Ahora bien, entrado a valorar la excepción de prescripción, se tiene que, el último actuado que se realiza en el presente caso, fue el 10 de abril de 2017, el cual es una notificación que se realiza al demandado y al demandante respectivamente (I.5.4.), después de ese actuado procesal, han transcurrido 6 años para que la parte demandante solicite el desarchivo del proceso, el cual se solicita el 06 de enero de 2023 (I.5.5.), lo cual se puede demostrar que transcurrió más de 5 años sin ejercer su derecho, habiéndose operado la prescripción descrita en los arts. 1493 y 1507 del Código Civil, es decir, transcurrieron más de los cinco años que establece la norma para extinguir un derecho no ejercido en ese plazo, consiguientemente, se infiere que la recurrente no formuló ningún acto judicial o extrajudicial dentro del término de 5 años, por tanto, después de transcurrido este plazo no puede exigir la resolución de contrato que data de 20 de diciembre de 2013, entendimiento ut supra que también fue asumido en un caso similar por el “Tribunal Supremo de Justicia a través del Auto Supremo 339/2019 de 03 de abril” (sic). En ese sentido, es correcta la conclusión que asume el Juez Agroambiental de San Ignacio de Moxos, al momento de pronunciar el Auto Interlocutorio Definitivo N° 10/2023 de 06 de julio de 2023, ahora recurrido, que resuelve declarar Probada la Excepción de Prescripción, habiendo obrado conforme a los fundamentos explanados, siendo por tanto la resolución impugnada clara y precisa sobre la excepción de prescripción, por consiguiente, no se evidencia que haya existido por parte del juzgador aplicación indebida de la ley, como erradamente afirma el accionante en cuanto a las determinaciones asumidas en el fallo y en ese entendido, los agravios reclamados por el recurrente no tiene asidero legal.
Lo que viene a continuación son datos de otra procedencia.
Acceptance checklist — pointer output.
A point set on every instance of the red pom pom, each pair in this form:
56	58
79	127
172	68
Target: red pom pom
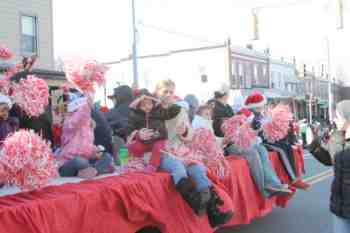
26	161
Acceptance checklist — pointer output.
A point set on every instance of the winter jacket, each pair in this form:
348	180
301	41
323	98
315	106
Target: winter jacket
220	113
77	134
155	120
118	116
340	192
338	151
8	127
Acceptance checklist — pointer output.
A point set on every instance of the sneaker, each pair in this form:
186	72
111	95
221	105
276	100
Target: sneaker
280	191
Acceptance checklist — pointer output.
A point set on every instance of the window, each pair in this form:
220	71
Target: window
29	35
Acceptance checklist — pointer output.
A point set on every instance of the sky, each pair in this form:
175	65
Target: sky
102	29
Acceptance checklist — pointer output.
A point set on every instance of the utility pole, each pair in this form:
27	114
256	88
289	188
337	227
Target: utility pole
340	8
134	47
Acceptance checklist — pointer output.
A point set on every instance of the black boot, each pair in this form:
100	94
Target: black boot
215	216
196	200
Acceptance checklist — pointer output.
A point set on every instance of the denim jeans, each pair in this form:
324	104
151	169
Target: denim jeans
341	225
179	170
286	162
71	167
259	165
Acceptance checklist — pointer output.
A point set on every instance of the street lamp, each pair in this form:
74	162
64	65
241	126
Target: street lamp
134	47
330	96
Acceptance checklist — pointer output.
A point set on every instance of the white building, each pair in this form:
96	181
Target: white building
283	78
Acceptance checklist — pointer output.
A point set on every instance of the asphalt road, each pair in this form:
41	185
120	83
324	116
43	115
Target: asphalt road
307	212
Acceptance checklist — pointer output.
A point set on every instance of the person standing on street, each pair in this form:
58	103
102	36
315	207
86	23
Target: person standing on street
337	152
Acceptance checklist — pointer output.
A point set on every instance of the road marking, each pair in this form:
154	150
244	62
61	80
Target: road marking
319	177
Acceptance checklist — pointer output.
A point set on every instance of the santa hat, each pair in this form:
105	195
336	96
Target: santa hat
4	99
255	100
247	113
76	103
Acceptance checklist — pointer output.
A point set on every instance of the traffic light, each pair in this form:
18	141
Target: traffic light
255	25
204	78
340	8
304	70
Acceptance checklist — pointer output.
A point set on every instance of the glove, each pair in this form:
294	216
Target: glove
150	169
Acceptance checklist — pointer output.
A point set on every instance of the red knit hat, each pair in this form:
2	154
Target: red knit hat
255	100
245	112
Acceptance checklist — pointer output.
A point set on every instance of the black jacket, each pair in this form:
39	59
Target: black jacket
102	132
340	197
220	113
155	120
117	117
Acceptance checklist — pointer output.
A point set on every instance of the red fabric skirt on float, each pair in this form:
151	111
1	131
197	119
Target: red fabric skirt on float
127	203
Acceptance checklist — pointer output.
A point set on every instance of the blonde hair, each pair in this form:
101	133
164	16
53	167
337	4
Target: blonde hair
164	83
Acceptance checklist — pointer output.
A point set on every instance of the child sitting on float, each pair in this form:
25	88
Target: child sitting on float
256	103
78	154
146	127
187	162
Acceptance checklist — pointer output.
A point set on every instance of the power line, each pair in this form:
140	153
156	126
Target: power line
282	5
176	33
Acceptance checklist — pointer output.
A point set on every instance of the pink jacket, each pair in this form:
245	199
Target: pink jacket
77	134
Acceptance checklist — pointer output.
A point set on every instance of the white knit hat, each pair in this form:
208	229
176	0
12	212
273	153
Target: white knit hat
76	103
183	104
4	99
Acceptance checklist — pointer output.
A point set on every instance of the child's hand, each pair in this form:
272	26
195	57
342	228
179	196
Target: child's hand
181	129
145	134
150	169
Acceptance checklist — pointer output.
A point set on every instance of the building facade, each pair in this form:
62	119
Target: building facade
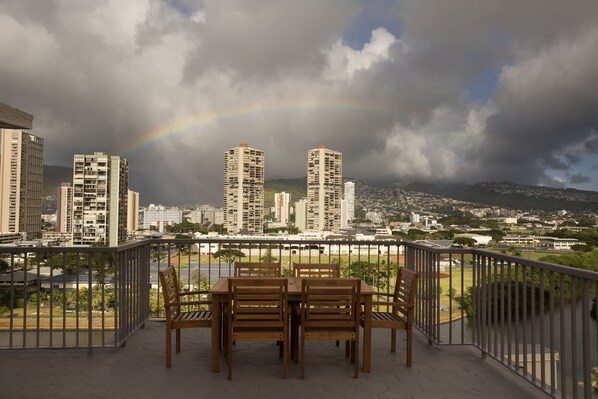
100	187
282	209
64	208
324	189
158	216
21	180
132	211
244	190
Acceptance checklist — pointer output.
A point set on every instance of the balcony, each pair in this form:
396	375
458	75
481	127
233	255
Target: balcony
529	333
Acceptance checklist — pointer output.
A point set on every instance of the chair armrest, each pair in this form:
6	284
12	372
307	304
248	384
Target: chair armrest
388	303
172	304
193	293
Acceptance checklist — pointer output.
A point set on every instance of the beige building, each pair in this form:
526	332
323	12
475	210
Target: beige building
324	189
132	211
64	208
21	180
100	185
244	190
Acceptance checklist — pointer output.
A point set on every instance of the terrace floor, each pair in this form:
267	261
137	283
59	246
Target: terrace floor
137	371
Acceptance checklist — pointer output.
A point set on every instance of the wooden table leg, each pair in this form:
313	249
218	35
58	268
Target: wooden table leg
367	335
216	308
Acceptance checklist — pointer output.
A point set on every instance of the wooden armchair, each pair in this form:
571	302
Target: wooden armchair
257	269
400	307
319	270
175	317
325	270
258	312
330	309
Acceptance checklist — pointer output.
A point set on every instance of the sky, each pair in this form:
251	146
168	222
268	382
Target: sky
451	91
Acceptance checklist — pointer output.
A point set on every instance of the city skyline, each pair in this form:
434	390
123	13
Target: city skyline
404	89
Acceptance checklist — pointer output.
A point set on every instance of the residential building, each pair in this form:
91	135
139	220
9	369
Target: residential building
64	208
158	216
100	186
244	190
301	214
324	189
282	207
21	179
132	211
349	196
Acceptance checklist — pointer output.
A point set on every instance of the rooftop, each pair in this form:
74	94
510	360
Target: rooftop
137	370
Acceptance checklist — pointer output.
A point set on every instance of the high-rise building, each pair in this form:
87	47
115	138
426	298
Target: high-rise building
100	186
64	208
282	209
301	214
324	189
349	196
132	211
244	189
21	180
159	216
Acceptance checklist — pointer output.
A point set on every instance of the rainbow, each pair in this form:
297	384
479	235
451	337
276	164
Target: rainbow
203	119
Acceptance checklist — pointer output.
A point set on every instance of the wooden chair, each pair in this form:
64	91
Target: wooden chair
175	317
258	312
325	270
257	269
320	270
400	307
330	309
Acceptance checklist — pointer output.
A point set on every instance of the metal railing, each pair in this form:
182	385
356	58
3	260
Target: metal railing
533	317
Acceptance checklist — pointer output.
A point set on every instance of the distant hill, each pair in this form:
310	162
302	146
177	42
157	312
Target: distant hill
296	187
53	176
511	195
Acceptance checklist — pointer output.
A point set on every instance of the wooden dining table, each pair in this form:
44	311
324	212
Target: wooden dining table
219	293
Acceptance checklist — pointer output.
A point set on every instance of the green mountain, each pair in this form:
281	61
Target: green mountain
511	195
296	187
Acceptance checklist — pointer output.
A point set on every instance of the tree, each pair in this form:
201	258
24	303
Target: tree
229	255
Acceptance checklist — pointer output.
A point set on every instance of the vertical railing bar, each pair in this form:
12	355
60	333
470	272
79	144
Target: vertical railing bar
38	294
533	322
509	314
77	277
542	347
462	296
25	289
574	336
502	311
586	353
551	336
89	299
563	332
524	319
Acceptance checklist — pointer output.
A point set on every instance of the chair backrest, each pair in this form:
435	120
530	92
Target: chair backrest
330	303
170	290
405	288
258	302
257	269
324	270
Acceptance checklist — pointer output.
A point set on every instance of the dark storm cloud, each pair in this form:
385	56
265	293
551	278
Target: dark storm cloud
99	76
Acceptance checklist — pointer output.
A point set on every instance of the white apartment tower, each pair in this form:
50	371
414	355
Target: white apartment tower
100	186
64	208
282	207
324	189
21	179
132	211
244	189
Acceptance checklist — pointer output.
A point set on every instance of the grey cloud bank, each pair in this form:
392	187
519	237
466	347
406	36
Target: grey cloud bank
461	91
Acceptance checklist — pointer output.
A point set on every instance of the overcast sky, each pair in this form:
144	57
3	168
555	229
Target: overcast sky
460	90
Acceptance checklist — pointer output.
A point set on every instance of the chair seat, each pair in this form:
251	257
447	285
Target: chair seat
197	315
386	317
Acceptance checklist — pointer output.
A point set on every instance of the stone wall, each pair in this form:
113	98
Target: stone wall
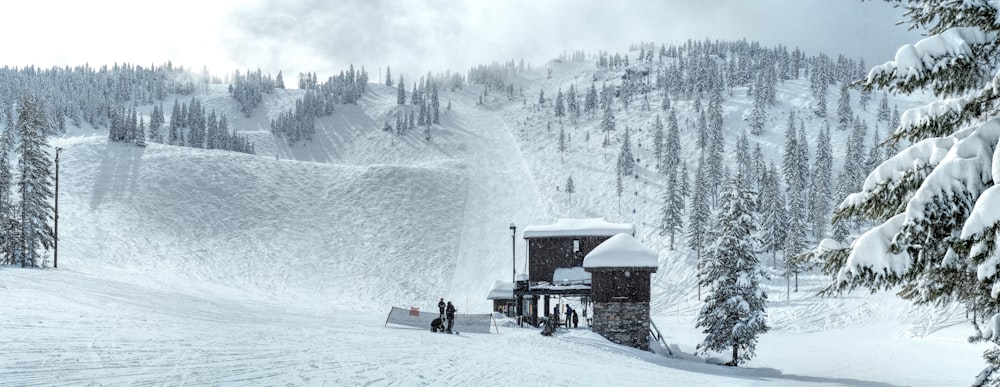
625	323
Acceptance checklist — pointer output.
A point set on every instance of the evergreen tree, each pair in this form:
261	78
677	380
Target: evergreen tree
625	158
671	221
435	105
844	114
672	145
401	92
883	109
821	192
608	125
734	314
658	142
700	214
572	105
590	102
790	159
562	144
8	232
570	189
775	223
34	183
560	106
140	138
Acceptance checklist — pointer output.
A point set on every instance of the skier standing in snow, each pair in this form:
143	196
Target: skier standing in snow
450	313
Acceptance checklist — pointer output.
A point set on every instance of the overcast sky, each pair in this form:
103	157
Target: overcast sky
416	36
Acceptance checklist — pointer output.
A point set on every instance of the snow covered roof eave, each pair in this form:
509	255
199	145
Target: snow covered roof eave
578	227
621	251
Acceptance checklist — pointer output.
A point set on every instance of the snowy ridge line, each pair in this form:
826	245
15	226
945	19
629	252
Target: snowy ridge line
413	317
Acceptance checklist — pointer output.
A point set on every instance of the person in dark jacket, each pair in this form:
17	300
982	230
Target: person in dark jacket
450	313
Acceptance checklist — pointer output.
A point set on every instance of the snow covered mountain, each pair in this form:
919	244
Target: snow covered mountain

En consecuencia, después del análisis fáctico y legal, dentro del presente recurso de casación, al no ser evidente la vulneración del art. 81 de la Ley Nº 1715 y la aplicación indebida de los arts. 1507 y 1493 del Código Civil, conforme señala el recurrente, habiendo en consecuencia la Autoridad jurisdiccional de instancia desarrollado sus actos en el marco del debido proceso; por lo que el recurso de nulidad planteado, al carecer de los aspectos esenciales que podrían dar curso a la nulidad de la resolución emitida por el Juez de instancia, es decir: a) Infracción de la ley, para que el Tribunal de casación dicte una nueva resolución aplicando correctamente la ley infringida (casación en el fondo o casación propiamente dicha); y, b) Violación de las formas esenciales que se encuentran establecidas por ley como motivos de invalidez (casación en la forma o nulidad), corresponde aplicar el art. 220.II de la Ley N° 439, de aplicación supletoria prevista por el art. 78 de la Ley N° 1715 modificada por Ley N° 3545.